I love how rainy it's been. I spent most of the daylight hours outside today in the soft drizzle with the chickens and chihuahua, who was much happier once I put his sweater on. I started chopping wood so that we could have a fire inside tonight, but quickly realized how much work it was and decided to quit and hope for a reciprocating saw in my future.
I successfully repaired the dog-damaged irrigation in the first vegetable bed, leveled all the soil out, planted 1 nasturtium, 2 broccoli, and 5 swiss chard seeds, and then covered it all with a light layer of compost mulch.

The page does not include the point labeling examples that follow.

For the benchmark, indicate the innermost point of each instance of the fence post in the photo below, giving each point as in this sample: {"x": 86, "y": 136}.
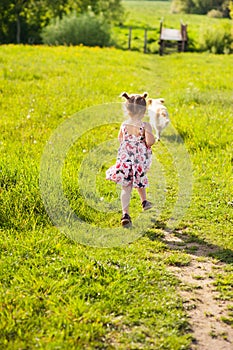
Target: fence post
{"x": 129, "y": 39}
{"x": 145, "y": 41}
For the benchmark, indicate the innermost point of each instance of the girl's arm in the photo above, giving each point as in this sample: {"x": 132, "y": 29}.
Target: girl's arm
{"x": 149, "y": 137}
{"x": 120, "y": 135}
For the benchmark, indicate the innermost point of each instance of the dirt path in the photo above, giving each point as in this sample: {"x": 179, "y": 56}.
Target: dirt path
{"x": 201, "y": 300}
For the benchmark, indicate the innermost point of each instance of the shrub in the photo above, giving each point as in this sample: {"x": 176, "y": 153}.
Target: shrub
{"x": 86, "y": 29}
{"x": 217, "y": 40}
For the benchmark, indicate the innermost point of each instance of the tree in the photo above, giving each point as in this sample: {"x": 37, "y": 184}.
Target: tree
{"x": 23, "y": 20}
{"x": 201, "y": 6}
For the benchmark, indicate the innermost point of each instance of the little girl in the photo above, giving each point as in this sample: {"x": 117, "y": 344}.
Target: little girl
{"x": 134, "y": 155}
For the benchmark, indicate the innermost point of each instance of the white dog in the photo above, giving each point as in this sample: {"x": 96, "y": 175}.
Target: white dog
{"x": 159, "y": 117}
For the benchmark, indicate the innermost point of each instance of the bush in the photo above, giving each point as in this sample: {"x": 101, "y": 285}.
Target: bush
{"x": 86, "y": 29}
{"x": 218, "y": 39}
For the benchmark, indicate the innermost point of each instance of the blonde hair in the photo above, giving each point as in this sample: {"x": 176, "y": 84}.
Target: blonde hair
{"x": 135, "y": 104}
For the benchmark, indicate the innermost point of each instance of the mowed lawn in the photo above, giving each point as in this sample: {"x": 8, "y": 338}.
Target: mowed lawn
{"x": 59, "y": 294}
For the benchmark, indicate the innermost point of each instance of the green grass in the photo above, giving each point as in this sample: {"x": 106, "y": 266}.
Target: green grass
{"x": 58, "y": 294}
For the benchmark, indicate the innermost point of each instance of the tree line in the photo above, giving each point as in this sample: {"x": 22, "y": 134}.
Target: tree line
{"x": 22, "y": 21}
{"x": 203, "y": 7}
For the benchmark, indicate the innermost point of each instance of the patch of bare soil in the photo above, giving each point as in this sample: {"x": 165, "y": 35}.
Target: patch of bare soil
{"x": 200, "y": 298}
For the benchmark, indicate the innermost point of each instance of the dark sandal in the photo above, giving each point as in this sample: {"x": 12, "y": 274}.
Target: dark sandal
{"x": 146, "y": 205}
{"x": 126, "y": 220}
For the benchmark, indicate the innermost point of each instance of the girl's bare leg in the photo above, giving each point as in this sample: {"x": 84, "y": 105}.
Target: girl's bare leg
{"x": 125, "y": 198}
{"x": 142, "y": 193}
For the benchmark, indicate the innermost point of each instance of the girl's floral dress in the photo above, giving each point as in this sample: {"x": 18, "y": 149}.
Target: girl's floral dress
{"x": 133, "y": 160}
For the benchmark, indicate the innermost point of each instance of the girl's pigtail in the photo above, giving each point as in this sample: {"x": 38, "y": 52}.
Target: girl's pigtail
{"x": 124, "y": 94}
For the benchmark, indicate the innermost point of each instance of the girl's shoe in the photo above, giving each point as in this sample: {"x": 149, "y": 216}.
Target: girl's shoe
{"x": 126, "y": 220}
{"x": 146, "y": 205}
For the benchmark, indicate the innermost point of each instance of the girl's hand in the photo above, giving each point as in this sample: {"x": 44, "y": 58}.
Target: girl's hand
{"x": 149, "y": 137}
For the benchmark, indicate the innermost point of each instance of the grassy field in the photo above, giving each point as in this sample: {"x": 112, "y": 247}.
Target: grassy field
{"x": 58, "y": 294}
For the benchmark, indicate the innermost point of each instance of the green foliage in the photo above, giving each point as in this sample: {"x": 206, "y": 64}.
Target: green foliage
{"x": 22, "y": 21}
{"x": 86, "y": 29}
{"x": 217, "y": 39}
{"x": 200, "y": 6}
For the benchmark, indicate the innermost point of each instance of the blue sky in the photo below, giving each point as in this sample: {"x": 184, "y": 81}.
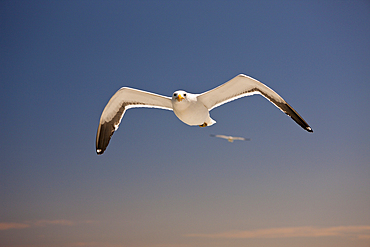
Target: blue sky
{"x": 162, "y": 183}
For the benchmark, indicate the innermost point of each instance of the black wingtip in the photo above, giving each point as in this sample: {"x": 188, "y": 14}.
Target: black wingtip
{"x": 309, "y": 129}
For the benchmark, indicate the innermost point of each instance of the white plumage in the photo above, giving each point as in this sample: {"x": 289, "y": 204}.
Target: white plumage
{"x": 231, "y": 138}
{"x": 192, "y": 109}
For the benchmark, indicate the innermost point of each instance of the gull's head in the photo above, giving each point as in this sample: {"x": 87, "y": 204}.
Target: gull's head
{"x": 179, "y": 96}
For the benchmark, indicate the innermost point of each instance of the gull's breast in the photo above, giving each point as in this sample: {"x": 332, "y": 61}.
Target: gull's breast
{"x": 194, "y": 114}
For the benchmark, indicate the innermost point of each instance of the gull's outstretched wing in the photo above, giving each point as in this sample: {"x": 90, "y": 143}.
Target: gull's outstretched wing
{"x": 125, "y": 98}
{"x": 231, "y": 138}
{"x": 241, "y": 86}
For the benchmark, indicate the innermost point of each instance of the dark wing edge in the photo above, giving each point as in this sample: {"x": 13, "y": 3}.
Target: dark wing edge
{"x": 287, "y": 109}
{"x": 106, "y": 130}
{"x": 117, "y": 107}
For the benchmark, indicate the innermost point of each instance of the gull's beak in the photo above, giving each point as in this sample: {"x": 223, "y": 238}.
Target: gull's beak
{"x": 179, "y": 97}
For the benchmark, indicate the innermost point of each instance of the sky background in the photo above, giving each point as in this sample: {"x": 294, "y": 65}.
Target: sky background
{"x": 162, "y": 183}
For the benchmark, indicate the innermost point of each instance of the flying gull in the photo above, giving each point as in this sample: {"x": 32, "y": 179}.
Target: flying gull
{"x": 192, "y": 109}
{"x": 231, "y": 138}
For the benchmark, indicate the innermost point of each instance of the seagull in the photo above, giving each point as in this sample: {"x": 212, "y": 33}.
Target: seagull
{"x": 192, "y": 109}
{"x": 231, "y": 138}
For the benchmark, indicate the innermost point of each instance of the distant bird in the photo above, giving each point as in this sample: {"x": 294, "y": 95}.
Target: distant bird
{"x": 192, "y": 109}
{"x": 231, "y": 138}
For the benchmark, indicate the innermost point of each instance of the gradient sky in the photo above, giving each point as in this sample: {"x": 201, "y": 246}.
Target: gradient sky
{"x": 162, "y": 183}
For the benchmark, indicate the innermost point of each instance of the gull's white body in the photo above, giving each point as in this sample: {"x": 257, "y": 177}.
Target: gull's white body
{"x": 231, "y": 138}
{"x": 192, "y": 109}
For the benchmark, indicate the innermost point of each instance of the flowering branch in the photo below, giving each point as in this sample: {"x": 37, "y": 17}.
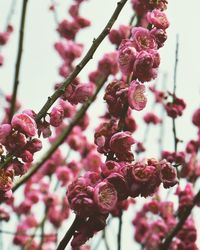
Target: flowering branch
{"x": 63, "y": 243}
{"x": 183, "y": 217}
{"x": 18, "y": 62}
{"x": 85, "y": 60}
{"x": 119, "y": 233}
{"x": 62, "y": 137}
{"x": 174, "y": 93}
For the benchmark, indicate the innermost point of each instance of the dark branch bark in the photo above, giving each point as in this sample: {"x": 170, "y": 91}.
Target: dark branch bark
{"x": 85, "y": 60}
{"x": 18, "y": 62}
{"x": 61, "y": 138}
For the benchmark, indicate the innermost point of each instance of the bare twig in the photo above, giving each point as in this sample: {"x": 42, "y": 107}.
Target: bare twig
{"x": 18, "y": 62}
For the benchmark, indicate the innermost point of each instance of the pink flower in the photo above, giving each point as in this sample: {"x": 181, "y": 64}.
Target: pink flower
{"x": 5, "y": 130}
{"x": 127, "y": 56}
{"x": 6, "y": 178}
{"x": 68, "y": 29}
{"x": 136, "y": 97}
{"x": 1, "y": 60}
{"x": 105, "y": 196}
{"x": 116, "y": 36}
{"x": 56, "y": 116}
{"x": 142, "y": 39}
{"x": 4, "y": 36}
{"x": 108, "y": 65}
{"x": 63, "y": 174}
{"x": 160, "y": 36}
{"x": 121, "y": 142}
{"x": 168, "y": 174}
{"x": 196, "y": 118}
{"x": 82, "y": 93}
{"x": 152, "y": 118}
{"x": 69, "y": 50}
{"x": 109, "y": 167}
{"x": 25, "y": 124}
{"x": 158, "y": 19}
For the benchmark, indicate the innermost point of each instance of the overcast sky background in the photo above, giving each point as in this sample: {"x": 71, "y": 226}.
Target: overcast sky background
{"x": 40, "y": 61}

Recently, I have had the good fortune to acquire a plot at the Boulder City community gardens. It is about 60 sq. feet and before we got started was completely engulfed with geraniums, mint, and some sort of tuber plant. There was also a pathetic citrus tree. My dirt partner, her family, and I have spent some good time out there cleaning it out. Yesterday, I brought home a bucketful of mint. Today, I planted them in the holes on top of the cinder block retaining wall in the backyard. I am hoping that they will grow and spread and smell amazing all over the wall.
The multi-grafted fruit trees that I recently planted are blooming and growing green leaves. They look so happy. I hung up a clothesline between the pine tree and a wooden ladder and used it yesterday to air dry the bed sheets. I absolutely loved how the sheets smelled when I crawled into bed last night. They smelled like wind, the pine tree and the oncoming thunderstorm. Louie suggested I grow something on the ladder and I thought, "Why didn't I think of that?" Maybe some cucumbers or squash?

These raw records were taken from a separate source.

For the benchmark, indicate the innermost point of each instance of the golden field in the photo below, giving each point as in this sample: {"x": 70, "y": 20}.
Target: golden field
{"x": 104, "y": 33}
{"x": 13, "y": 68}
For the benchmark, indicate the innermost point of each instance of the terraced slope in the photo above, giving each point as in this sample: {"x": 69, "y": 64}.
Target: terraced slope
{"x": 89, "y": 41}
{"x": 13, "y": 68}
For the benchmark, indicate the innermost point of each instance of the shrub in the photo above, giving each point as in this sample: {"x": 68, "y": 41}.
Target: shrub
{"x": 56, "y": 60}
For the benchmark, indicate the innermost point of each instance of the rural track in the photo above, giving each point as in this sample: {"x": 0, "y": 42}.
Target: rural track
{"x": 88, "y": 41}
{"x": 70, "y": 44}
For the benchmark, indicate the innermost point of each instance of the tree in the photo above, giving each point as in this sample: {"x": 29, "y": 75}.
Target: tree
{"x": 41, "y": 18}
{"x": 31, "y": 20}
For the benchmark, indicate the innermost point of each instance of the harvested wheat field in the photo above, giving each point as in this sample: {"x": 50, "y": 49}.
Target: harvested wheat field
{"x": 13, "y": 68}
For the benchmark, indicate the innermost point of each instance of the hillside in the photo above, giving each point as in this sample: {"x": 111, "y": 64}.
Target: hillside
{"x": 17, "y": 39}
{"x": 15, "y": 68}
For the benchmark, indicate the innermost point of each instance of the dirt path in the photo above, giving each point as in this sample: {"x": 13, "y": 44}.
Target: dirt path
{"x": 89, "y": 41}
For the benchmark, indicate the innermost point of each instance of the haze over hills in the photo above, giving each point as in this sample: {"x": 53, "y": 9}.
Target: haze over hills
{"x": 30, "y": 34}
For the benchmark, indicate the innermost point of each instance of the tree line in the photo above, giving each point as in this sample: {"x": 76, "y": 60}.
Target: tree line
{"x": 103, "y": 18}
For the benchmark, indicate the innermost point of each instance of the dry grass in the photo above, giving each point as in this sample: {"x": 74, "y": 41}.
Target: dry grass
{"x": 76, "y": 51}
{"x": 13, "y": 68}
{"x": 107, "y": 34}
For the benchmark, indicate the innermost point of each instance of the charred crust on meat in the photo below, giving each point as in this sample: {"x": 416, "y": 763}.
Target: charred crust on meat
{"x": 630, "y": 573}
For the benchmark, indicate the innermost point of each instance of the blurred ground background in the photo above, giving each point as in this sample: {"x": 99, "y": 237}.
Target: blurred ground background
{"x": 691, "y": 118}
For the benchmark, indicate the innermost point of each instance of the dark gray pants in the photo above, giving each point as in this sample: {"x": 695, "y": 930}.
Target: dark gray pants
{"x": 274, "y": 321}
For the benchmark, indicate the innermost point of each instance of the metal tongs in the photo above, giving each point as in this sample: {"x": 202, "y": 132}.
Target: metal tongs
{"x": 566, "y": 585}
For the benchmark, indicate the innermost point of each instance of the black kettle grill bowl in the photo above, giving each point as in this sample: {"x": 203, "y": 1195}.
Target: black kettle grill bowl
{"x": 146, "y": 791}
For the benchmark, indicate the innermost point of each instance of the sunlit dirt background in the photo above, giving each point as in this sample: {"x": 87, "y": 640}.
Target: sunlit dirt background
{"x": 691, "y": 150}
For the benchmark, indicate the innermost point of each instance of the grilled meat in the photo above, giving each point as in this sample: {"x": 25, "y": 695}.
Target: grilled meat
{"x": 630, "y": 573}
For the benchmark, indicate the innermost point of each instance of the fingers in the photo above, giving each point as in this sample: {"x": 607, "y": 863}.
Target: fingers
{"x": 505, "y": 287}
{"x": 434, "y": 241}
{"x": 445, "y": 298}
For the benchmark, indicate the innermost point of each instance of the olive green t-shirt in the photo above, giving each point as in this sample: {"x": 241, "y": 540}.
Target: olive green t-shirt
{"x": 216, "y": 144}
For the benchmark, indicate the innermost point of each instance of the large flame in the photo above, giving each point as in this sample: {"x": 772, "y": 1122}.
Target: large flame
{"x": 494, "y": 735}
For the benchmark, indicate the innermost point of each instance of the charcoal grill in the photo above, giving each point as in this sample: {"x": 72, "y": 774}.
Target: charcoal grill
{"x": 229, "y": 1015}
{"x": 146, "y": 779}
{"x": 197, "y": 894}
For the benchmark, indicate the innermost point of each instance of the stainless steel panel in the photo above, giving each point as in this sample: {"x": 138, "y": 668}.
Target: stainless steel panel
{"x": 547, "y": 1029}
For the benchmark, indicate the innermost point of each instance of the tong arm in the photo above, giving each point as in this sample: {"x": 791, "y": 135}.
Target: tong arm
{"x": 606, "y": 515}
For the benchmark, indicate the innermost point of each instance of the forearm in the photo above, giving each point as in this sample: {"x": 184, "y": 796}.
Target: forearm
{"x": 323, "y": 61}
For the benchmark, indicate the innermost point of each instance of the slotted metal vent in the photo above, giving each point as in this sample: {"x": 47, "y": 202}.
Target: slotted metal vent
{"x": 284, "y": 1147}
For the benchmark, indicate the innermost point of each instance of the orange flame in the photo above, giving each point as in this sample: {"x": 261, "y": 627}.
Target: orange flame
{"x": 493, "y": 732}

I spent last Wednesday evening designing my gardens for this year. I used two books that I scored at a library book sale for a dollar each for research. One is the Encyclopedia of Organic Gardening, published in 1969. The other is a Better Homes and Gardens Gardening Guide (it reminds me of my mom's cookbook, three ring binder style with clipped articles from the magazine included) that was published in 1978. I found the Encyclopedia of Organic Gardening to be completely amazing and useful and I already have tons of pages flagged with sticky notes for future reference.